Günlük hayatta hayatın gerçeklerine ulaşmayı zorlaştıran unsurlar, insanın kendi hayatını yaşama hakkını da elinden alır. Çok şeyin çıkar, bencillik, sorumsuzluk ile biçimlenmesiyle hayatın kalitesizleştiğini gören Mehmet Çınarlı, bu durumdan şikâyetçidir:
“Çirkin, beton kutulardan toprakta bir yer kalmamış;
Paradan, puldan, dövizden başka bir değer kalmamış.”
Değeri değersizlik olan ve insanı çepeçevre kuşatan bu atmosferde, Mehmet Çınarlı’ya göre yapılan tek şey malesef “Erteleme”dir:
“Değişir belki zamanla: Gün ola, harman ola.
Hele biraz devam etsin, sonra düşüneceğim.
Doluya koysam almıyor, boşa koysam dolmuyor;
Çözüm bulabilmek için, sonra düşüneceğim.”

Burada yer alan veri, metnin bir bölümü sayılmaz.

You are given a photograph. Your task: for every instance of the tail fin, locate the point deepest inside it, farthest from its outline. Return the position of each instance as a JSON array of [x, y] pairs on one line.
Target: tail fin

“Sonra”ya bırakılan değerlendirmeler, aslında hayatın anlamını belirleyen sebeplerden uzaklaşmaktır. Şair de bunu eleştiriyor. Çünkü, yaşadığımız ve yaşamadığımız her şeye bahanelere sığınmadan bakmak zorundayız.
Düşünce yapısına ve dünya görüşüne seslenen bu karanlık iklimde hayatın gerçekleri, ne zaman ve nasıl şekillendiği bilinemeden bütün zamana hükmeder. Bu durumda, Enis Behiç Koryürek’in mısralarında olduğu gibi hayatın anlamının saklı olduğu günlük hayatın iki yüzü farklı atmosferde akar:
“Şen günler bir kırlangıç
Gibi vuruyor kanat...
Kederli günler sanki
Kurulmamış bir saat...”
Geçmek bilmeyen zaman içinde hızla akan günler bir tarafa; bugün, çağın ilginç yanlarından biri de sürekli tüketen, tutkularının esiri olan, gösterişe dayalı yaşama biçimini özendiren, sahte ilişkilere dayalı ve anlamı giderek azalan bir hayat anlayışının gündemde tutulmasıdır. Diğer taraftan bütün hayat boyunca yaşanacak şeylerin temeli günlük hayatta atıldığı için, hayatın gerçekleri bir başka özlem ve ümit içinde sorumlu ve yürekli insanları beklemektedir. Ömer Hayyam, bir rubâîsinde, günün ihtiyacını karşılarken sahteciliğe aldanmamak için uyarıda bulunur:
“Dünyayı allar pullar boyarlar gözünü;
Aklı olan hor görür süsünü püsünü
Kimler geldi gitti, kimler gelip gidecek,
Al gitmeden alacağını, doyur gönlünü.”
Hayatın gerçeklerini arayışta sürekli çabalayan insan, günlük hayatı değerlendirerek hangi yol üzerinde yürüyeceğini belerler. Hayatın hangi gerçeklerinin hedefini besleyip beslemediğini bilerek, birtakım ayarlamalar yaptıktan sonra insanlığa temel kurar. Bu noktaya geldikten sonra zamanı kirlerinden arıtarak en büyük tehlikeyi de önlemiş olur. Sonrasında da düşünerek, hissederek, engelleri aşarak huzur içinde yaşar.